In an op-ed last week, Sen. Josh Hawley, a Republican from Missouri, called for the abolition of the World Trade Organization and the restoration of “America’s economic sovereignty.” A few days later, the Department of Labor reported that the unemployment rate had surged to almost 15 percent since the coronavirus pandemic hit—the highest level since the Great Depression.
The timing of Hawley’s article could not help but bring to mind the Tariff Act of 1930, also known as the Hawley-Smoot tariff after its sponsors Rep. Willis Hawley of Oregon (no relation to the senator) and Sen. Reed Smoot of Utah. Then, as now, the world desperately needed international cooperation to mitigate economic disaster. But instead, the United States raised tariffs to historic levels, triggering retaliation from trading partners and a downward spiral in trade that deepened the Great Depression.

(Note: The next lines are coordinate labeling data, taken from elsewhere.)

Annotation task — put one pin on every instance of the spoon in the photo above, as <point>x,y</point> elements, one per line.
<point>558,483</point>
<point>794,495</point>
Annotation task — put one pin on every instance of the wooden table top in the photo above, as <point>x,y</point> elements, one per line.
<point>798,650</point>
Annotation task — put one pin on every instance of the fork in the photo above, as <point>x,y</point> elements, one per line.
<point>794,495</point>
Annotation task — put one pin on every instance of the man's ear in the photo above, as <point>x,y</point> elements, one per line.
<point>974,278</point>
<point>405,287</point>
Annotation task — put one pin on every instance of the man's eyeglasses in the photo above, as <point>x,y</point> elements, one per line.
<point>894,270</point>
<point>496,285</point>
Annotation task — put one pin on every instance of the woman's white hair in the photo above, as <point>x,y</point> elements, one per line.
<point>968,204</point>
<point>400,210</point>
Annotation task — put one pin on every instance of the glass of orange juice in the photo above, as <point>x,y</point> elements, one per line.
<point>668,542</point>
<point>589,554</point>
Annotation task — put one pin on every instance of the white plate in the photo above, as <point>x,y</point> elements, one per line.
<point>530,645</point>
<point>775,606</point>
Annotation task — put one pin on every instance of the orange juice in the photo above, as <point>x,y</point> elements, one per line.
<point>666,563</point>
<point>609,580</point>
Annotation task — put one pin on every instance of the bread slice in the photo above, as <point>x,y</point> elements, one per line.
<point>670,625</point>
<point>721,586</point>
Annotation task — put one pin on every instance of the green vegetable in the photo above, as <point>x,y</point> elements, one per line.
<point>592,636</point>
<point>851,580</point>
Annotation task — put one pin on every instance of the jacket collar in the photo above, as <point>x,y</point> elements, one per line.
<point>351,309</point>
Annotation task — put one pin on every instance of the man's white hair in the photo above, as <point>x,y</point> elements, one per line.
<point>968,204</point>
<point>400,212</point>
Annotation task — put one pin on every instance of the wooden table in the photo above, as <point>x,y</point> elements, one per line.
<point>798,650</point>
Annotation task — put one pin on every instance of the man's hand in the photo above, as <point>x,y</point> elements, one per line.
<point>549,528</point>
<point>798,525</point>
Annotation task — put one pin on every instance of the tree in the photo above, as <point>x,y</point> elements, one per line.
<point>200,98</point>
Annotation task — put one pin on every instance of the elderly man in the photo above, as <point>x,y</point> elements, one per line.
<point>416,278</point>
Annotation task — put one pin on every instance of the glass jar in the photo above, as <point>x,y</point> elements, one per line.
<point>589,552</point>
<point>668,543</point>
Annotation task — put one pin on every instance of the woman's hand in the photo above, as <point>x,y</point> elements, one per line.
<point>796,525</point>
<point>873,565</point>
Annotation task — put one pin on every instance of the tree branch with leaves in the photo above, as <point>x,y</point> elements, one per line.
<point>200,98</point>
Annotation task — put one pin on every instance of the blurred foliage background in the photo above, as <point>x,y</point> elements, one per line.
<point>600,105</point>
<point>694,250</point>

Today, Sen. Josh Hawley shows no sign of remembering this history in which another Hawley in Congress played such a prominent role, and he seems content with repeating it. In his New York Times op-ed, the senator vastly exaggerates what the WTO actually does and seems clueless about its origins, or the real costs of abolishing it. For example, he says that, according to the vision of “a new liberal international order” adopted after the Cold War, nation-states “would become less important in setting economic policy and new, multilateral institutions, like the W.T.O., would take on the role of managing the global economy.” That is so far from reality that it is hard to know where to start. It’s also not exactly clear what Hawley means when he calls for restoring sovereignty and “returning production to this country,” but the tone cannot be reassuring to anyone familiar with how the 1930s unfolded.